Se si pecca d’idolatria, d’impurità, di mormorazione, come gli ebrei nel deserto, si rischia di essere eliminati dal numero degli eletti.

“Non potete bere il calice del Signore e il calice dei demòni; non potete partecipare alla mensa del Signore e alla mensa dei demòni” (1Cor 10,21).

Non si può essere un giorno tutti di Dio e un altro amici di Satana.

Così fanno in tanti: oggi vanno in chiesa per la Messa e domani anche al comune per nozze adulterine; fanno digiuni e preghiere e poi non disdegnano le attrazioni pagane della spiaggia e dei villaggi turistici; dicono di credere in Dio, ma ammettono pillole abortive, contraccettivi e omosessualità.

Certe coppie sanno bene di vivere in peccato, eppure si accostano alla mensa del Signore e danno scandalo. Non il virus, ma il peccato è nemico di Dio e degli uomini!

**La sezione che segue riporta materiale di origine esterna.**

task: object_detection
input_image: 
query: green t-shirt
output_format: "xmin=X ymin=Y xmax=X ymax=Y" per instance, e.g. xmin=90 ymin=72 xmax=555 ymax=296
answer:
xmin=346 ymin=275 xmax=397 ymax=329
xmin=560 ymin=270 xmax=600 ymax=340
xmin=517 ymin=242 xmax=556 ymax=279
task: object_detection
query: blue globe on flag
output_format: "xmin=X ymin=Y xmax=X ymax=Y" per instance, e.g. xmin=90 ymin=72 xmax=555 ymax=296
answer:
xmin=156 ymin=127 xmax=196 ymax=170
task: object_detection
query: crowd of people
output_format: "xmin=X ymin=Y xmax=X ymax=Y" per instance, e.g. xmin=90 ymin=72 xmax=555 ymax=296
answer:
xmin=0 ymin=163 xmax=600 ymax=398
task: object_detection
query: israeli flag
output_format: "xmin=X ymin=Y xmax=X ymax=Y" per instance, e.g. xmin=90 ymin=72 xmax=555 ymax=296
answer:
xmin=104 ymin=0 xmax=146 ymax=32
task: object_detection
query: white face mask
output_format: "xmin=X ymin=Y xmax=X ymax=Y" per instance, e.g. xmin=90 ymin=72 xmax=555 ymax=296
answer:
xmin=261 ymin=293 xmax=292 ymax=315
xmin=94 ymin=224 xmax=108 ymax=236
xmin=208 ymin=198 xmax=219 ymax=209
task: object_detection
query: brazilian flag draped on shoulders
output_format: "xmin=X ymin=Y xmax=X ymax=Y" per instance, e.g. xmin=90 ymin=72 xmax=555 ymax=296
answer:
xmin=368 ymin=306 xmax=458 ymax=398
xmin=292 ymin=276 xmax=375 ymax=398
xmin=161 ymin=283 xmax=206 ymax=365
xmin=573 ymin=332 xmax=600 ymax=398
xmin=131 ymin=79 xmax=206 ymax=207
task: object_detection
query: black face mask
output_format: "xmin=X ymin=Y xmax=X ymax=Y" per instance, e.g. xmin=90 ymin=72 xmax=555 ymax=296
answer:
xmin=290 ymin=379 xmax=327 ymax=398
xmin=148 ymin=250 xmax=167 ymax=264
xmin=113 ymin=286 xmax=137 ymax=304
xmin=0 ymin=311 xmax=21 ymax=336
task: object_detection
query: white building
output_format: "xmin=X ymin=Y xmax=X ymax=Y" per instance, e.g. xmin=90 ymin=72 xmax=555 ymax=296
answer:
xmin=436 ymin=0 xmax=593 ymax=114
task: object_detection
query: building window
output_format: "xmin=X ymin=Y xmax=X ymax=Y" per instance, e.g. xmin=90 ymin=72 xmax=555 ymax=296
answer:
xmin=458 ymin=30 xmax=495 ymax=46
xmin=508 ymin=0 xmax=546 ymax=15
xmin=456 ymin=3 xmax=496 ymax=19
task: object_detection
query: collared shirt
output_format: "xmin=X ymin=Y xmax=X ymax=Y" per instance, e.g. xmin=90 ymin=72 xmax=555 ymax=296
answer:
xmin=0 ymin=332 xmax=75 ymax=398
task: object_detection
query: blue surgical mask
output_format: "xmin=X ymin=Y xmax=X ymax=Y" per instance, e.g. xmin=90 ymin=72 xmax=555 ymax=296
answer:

Cristiani a parole ce ne sono tanti; di fatto vivono come se Dio non ci fosse. Costruiscono sulla sabbia e non sulla parola di Dio!

Non appena arrivano grandi prove (lutti, gravi malattie, fallimenti, pandemie, separazioni e rotture matrimoniali), il loro edificio spirituale crolla e perdono la fede. Allora si manifesta quello che c’era nel cuore.